La figlia del boss si suicida: "Il cognome le pesava"

Maria Rita Lo Giudice si è suicidata lanciandosi da un balcone per il peso del cognome che gravava su di lei. Sembra, dalle prime indagini, che il gesto sia scaturito dall'insofferenza per essere la figlia del boss della 'ndrangheta, ora in carcere, ritenuto membro della famosa cosca.

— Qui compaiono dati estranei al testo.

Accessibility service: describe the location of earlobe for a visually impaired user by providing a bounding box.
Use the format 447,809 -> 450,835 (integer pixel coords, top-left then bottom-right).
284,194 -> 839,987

La figlia del boss si suicida: “Il cognome le pesava”

AP/LaPresse

Maria Rita Lo Giudice, figlia di un boss della ‘ndrangheta, si è uccisa a soli 25 anni lanciandosi dal balcone della sua casa a Reggio Calabria. Secondo le prime dichiarazioni dei conoscenti la ragazza viveva nella sofferenza per l’appartenenza a una famiglia con un cognome di spicco nel tessuto criminale di stampo mafioso. Un peso sul cuore che Maria Rita non avrebbe più saputo gestire. Figlia di Giovanni Lo Giudice, in carcere perché ritenuto membro chiave dell’omonima cosca in cui compaiono anche nomi più noti (come gli zii della ragazza, Luciano e Nino), Maria Rita non ha lasciato nessun biglietto per spiegare le ragioni del suo gesto. La ragazza si è lanciata nel vuoto dal balcone della sua abitazione di Reggio Calabria, sita al secondo piano di una palazzina. Gli inquirenti propendono per il movente del malessere di essere legata per sempre alla famiglia Lo Giudice, un simbolo della malavita.

Maria Rita Lo Giudice soffriva per essere figlia di un boss?

E’ questa la spiegazione che gli amici danno al suicidio di Maria Rita Lo Giudice: “Il cognome le pesava”, è una delle risposte più facili da trovare nei racconti di chi la conosceva. Quello che emerge, nel drammatico quadro di una così tragica fine, è quanto gli stessi inquirenti stanno tenendo come pista principale in questo caso: la ragazza sarebbe stata schiacciata dal peso di una firma di ‘ndrangheta tra le più pesanti a Reggio Calabria. Il suo stesso cognome, per la comunità locale, è sinonimo di malavita, estorsioni, omicidi.
Il destino di Maria Rita, nel dipinto che ne danno le persone a lei più vicine, è forse strettamente legato a quelle corde che tengono soggiogate le donne di mafia alle dinamiche di vita e di morte della cosca di appartenenza, diretta o indiretta. Il suicidio di Maria Rita potrebbe rientrare in questo spettro di vite relegate ai margini della legalità, in una vera e propria inquietudine nel sentirsi il futuro ipotecato da una sorte già scritta.
Sul tavolo del procuratore Federico Cafiero De Raho e del pm Romano Gallo,ci sono i verbali del fidanzato, dei parenti e degli amici di Maria Rita Lo Giudice, utili a delineare più chiaramente quello che anche per chi indaga è un suicidio.
La ragazza aveva tentato di emanciparsi da quell’ambiente, e lo aveva fatto con una laurea in Economia a pieni voti, che forse per lei avrebbe potuto rappresentare la chiave per aprire le porte della felicità.
Alcuni amici hanno però riferito che “anche all’università, la ragazza si sentiva emarginata per l’ingombranza del cognome”.

Lo Giudice, un cognome inciso negli ambienti della ‘ndrangheta

Non solo il padre di Maria Rita è un esponente di rilievo nel panorama mafioso locale: anche gli zii, Luciano e Nino Lo Giudice, hanno un peso specifico, ben più importante, negli affari della ‘ndrangheta a Reggio Calabria. Entrambi detenuti, hanno vissuto due vicende giudiziarie separate da differenti e gravi reati. Nino, conosciuto nell’ambiente come “Nino il nano“, è oggi un pentito e collabora con la giustizia.
Sono gli anni ’90 a gettare le donne dei Lo Giudice nel vortice della lupara bianca. Nel 1994 una zia della giovane figlia suicida del boss, Angela Costantino, moglie di Pietro Lo Giudice, fu uccisa per aver tradito suo marito durante la reclusione di quest’ultimo insieme ad altri membri della famiglia, compreso Giovanni Lo Giudice.
Di Barbara Corvi, moglie di Roberto Lo Giudice e anch’essa zia della 25enne, si sono perse le tracce nel 2009.